Ajung Pribadi tersenyum puas. Terlihat jelas bahwa Jenderal menginginkan pengakuan nasional, setidaknya untuk masa depannya. Daripada hanya menjadi purnawirawan jenderal, seorang seperti dia seharusnya bisa menjadi presiden.
"Saya tidak bisa berkata banyak. Jika Bapak tertarik, silakan ambil map ini."
Sebuah map cokelat disodorkan ke arah sang jenderal. Ia dengan cepat membacanya.
"Langkah tim Anda sangat cerdik. Saya mendukung sepenuhnya. Jika diperlukan, saya akan memberikan aset untuk rencana Anda. Sebaiknya begini saja, Anda lakukan bagian Anda, sementara saya akan membantu dari belakang! Deal!"
Ajung Pribadi menyalami jenderal tersebut. Kesepakatan telah terjadi. Peristiwa bersejarah akan segera terjadi.
***
Julius dan Anton masuk dengan mantap ke dalam sebuah kamar gelap. Sorotan lampu neon menyilaukan dan mengungkap sosok Soe, pemimpin kelompok bawah tanah, yang tergeletak tak berdaya. Wajahnya yang memar menggambarkan penderitaan yang tak terkira. Dengan langkah berani, Julius mendekati Soe dan menendang tubuhnya.
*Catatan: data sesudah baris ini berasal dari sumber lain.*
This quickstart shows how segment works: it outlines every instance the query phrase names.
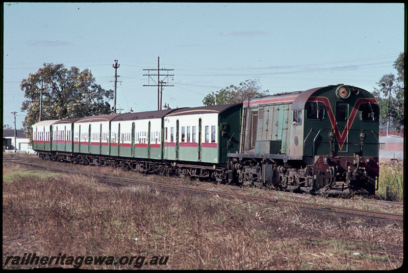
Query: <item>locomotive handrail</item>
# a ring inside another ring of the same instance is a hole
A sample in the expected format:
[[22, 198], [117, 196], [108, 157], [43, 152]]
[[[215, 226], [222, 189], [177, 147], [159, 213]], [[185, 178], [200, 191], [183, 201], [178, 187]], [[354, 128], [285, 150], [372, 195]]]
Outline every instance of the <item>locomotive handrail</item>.
[[303, 141], [303, 155], [304, 155], [304, 144], [306, 143], [306, 140], [309, 137], [309, 135], [310, 135], [310, 133], [312, 133], [312, 131], [313, 131], [313, 128], [311, 128], [309, 134], [308, 134], [308, 135], [306, 136], [306, 137], [304, 138], [304, 140]]
[[[332, 130], [332, 128], [321, 128], [316, 133], [316, 136], [315, 136], [315, 138], [313, 139], [313, 151], [312, 151], [312, 157], [313, 157], [312, 158], [315, 158], [315, 143], [316, 142], [316, 138], [317, 137], [317, 136], [318, 135], [320, 135], [320, 132], [322, 130]], [[334, 130], [336, 130], [336, 129], [335, 129]], [[339, 129], [337, 128], [337, 130], [338, 130]], [[346, 128], [345, 128], [344, 130], [347, 130], [349, 131], [351, 131], [351, 130], [360, 131], [361, 129], [346, 129]], [[306, 138], [304, 139], [304, 140], [303, 141], [303, 155], [304, 154], [304, 146], [305, 146], [305, 143], [306, 142], [306, 139], [309, 136], [309, 135], [310, 135], [310, 133], [312, 132], [312, 131], [313, 131], [313, 129], [310, 129], [310, 131], [309, 131], [309, 134], [308, 134], [307, 136], [306, 137]], [[374, 131], [373, 130], [367, 130], [367, 131], [369, 131], [369, 132], [371, 132], [371, 133], [372, 133], [374, 137], [374, 139], [377, 141], [376, 144], [377, 145], [379, 145], [379, 139], [378, 138], [377, 138], [377, 137], [375, 136], [375, 134], [374, 133]], [[330, 151], [330, 152], [332, 152], [332, 142], [331, 142], [331, 141], [329, 141], [328, 142], [326, 142], [326, 141], [324, 141], [324, 142], [322, 141], [322, 142], [320, 142], [319, 143], [328, 143], [329, 144], [329, 145], [330, 145], [329, 151]], [[359, 142], [359, 143], [344, 142], [343, 143], [343, 144], [347, 144], [347, 145], [350, 145], [350, 144], [351, 145], [361, 145], [362, 144], [362, 142]], [[376, 144], [376, 143], [369, 143], [369, 144]], [[362, 147], [361, 148], [361, 150], [362, 150], [362, 150], [363, 150], [363, 147]], [[377, 151], [377, 156], [378, 156], [379, 154], [379, 152]]]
Mendadak, Soe bangun dengan wajah penuh kepanikan. Ia berusaha merayu dengan suara tergagap-gagap, berjanji tak akan menggunakan cara damai untuk unjuk rasa lagi.
Namun, Anton justru terkekeh dengan penuh kekejaman. Ia mendekati Soe, menggenggam erat tongkat satpam di tangannya. Dalam sekejap, Anton sudah berbisik selidik di daun telinga Soe.